Sürdürülebilir finansman en geniş şekilde çevresel, sosyal ve kurumsal yönetime ilişkin ilkelere duyarlı finansman işlemleri olarak ifade edilebilir. Henüz şekillenmeye yeni yeni başlamakla birlikte her geçen gün yaygınlaşmakta olan bu finansman anlayışının getirdiği fırsatları yakalamak ve zorluklarla başa çıkmak şirketler için zorlayıcı olabilmektedir. Bu yazıyı Esin Avukatlık Ortaklığı olarak sizlere ülkemizde bu konuya ilişkin yeni gelişmeler hakkında bilgi vermek ve kendi tecrübelerimizden yola çıkarak en önemli gördüğümüz on hususta önerilerde bulunmak adına kaleme aldık.

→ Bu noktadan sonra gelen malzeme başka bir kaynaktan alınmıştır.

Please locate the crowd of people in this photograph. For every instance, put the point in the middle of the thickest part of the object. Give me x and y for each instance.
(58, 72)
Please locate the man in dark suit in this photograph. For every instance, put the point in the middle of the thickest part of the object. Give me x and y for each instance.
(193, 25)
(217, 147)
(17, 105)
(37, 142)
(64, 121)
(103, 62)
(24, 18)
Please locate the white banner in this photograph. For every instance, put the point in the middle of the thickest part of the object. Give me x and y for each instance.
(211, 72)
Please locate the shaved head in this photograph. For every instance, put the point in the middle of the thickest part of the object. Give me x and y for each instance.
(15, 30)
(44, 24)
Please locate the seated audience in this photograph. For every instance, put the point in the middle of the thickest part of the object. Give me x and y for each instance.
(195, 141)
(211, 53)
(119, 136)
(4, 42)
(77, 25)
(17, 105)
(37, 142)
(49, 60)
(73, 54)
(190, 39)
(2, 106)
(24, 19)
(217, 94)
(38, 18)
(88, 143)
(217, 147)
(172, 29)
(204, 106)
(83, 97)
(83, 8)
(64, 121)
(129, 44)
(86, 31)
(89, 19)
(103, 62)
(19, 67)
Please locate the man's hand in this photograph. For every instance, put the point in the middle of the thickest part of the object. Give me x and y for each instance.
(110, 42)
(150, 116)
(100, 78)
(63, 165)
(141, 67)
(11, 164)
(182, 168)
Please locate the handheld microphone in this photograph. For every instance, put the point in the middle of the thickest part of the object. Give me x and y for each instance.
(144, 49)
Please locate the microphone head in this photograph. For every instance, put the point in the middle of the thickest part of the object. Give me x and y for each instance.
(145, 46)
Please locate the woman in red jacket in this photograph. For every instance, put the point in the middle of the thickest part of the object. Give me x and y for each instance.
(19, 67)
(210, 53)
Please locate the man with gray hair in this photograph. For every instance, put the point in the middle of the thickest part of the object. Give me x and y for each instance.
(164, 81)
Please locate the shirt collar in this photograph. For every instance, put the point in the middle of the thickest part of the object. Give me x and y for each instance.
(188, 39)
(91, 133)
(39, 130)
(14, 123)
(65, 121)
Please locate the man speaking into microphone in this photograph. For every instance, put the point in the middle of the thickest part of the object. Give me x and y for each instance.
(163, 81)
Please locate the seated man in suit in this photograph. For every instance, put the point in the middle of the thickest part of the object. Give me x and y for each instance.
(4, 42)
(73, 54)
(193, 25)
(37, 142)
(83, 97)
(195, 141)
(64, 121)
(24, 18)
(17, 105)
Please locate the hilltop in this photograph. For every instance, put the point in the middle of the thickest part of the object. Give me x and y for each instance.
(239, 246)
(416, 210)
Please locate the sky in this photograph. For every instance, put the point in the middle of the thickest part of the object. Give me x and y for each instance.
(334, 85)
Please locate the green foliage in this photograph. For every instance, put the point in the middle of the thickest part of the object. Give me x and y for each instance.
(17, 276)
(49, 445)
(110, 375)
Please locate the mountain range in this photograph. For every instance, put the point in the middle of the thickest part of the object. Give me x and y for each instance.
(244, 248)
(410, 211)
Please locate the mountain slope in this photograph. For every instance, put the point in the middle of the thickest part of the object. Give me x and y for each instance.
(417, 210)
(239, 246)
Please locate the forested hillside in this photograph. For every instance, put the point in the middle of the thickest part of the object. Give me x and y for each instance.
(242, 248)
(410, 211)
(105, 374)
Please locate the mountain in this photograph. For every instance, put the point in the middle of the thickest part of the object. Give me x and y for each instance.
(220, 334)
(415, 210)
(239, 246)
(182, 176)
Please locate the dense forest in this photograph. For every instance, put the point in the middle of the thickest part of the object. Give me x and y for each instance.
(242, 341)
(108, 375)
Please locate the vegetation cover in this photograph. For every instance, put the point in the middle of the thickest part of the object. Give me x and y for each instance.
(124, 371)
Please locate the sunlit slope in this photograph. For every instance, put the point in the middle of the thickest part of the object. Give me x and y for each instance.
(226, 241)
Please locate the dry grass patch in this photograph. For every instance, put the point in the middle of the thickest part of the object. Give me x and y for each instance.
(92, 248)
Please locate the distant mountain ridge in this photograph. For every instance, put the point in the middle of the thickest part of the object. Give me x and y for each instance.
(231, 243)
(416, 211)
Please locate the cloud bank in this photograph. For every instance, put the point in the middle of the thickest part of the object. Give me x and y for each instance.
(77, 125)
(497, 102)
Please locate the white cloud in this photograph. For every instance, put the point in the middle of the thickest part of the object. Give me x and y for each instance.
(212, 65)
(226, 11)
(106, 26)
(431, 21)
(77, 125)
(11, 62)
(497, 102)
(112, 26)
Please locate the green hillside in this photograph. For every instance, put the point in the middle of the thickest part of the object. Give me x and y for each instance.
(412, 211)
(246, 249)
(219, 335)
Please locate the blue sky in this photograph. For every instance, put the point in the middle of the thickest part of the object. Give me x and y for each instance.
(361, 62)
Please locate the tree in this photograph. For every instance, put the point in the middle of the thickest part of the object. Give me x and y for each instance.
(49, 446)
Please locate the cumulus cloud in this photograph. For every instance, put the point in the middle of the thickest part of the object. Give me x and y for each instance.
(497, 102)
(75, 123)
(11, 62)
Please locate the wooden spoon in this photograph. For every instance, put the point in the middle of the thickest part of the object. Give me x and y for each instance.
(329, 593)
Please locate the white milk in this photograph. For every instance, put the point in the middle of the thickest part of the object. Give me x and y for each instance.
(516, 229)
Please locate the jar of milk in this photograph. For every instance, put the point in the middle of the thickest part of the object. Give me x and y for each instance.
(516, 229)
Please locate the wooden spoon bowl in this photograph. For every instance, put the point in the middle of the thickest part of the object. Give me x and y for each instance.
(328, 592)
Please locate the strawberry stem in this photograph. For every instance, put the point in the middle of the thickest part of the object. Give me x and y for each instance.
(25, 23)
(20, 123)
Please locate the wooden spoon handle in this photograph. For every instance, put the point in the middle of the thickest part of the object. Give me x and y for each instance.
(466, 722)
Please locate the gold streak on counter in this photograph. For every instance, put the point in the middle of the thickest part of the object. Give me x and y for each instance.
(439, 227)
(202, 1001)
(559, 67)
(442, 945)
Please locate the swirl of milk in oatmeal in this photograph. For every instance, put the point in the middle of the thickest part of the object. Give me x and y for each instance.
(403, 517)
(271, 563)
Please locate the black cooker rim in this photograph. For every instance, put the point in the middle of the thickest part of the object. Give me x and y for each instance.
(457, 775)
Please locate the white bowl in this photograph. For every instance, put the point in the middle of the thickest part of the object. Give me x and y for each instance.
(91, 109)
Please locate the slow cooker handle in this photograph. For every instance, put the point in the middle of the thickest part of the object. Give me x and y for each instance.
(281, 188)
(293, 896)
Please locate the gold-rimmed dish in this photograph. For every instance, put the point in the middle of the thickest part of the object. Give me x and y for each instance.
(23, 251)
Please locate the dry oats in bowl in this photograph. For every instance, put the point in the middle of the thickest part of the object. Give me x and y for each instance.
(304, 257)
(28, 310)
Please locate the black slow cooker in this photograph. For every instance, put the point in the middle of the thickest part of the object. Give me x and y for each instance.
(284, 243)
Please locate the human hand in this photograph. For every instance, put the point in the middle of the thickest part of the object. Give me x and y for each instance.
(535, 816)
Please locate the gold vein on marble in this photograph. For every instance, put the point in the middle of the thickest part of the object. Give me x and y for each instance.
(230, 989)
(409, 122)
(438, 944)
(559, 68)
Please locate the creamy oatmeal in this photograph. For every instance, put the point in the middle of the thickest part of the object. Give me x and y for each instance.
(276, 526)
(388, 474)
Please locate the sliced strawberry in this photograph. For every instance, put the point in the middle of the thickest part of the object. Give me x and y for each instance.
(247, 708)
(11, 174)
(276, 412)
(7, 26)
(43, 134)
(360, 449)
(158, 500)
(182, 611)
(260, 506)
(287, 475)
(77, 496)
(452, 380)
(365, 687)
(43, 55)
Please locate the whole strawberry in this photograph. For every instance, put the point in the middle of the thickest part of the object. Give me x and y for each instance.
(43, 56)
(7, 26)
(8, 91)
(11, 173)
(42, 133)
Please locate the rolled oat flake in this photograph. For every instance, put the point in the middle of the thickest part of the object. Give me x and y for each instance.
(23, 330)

Sürdürülebilir Finansmana İlişkin Bilinmesi Gereken Önemli Olgular

  • Sürdürülebilir finansman için şimdiden harekete geçilmelidir: Piyasadaki tüm aktörlerin sürdürülebilir finansman konusundaki uzmanlıklarını geliştirmesi önemlidir. Sürdürülebilir finansman süreçlerinin getirdiği sosyal kazanımların yanı sıra; gerek kamuoyunun, gerek yabancı yatırımcıların ve yabancı finansörlerin, gerekse kamu kurumlarının bu konudaki beklentilerinde gözle görülür bir artış söz konusudur.
  • Sürdürülebilir finansmanın kalıcı olması beklenmektedir: Tüm sektör ve ülkeleri ilgilendiren acil çevresel, sosyal ve kurumsal yönetim gereklilikleri sürdürülebilir finansmanın önümüzdeki dönemde önemli bir tartışma konusu olarak kalmaya devam edeceğini göstermektedir.
  • Sürdürülebilir finansman halen gelişmekte olan bir alandır: Sürdürülebilir finansman, önemi gün geçtikçe artmakla birlikte, diğer finansman türlerine göre halen yeni ve gelişmekte olan bir alandır. Bu nedenle sürdürülebilir finansmanın tâbi olduğu kural ve ilkeler kapsamlı ve karmaşık olarak görülmektedir. Ayrıca, sürdürülebilir finansmandan ağırlıklı olarak ekonomik olmayan faydalar sağlanmakta olup, barındırdığı riskler henüz net bir şekilde tespit edilememektedir.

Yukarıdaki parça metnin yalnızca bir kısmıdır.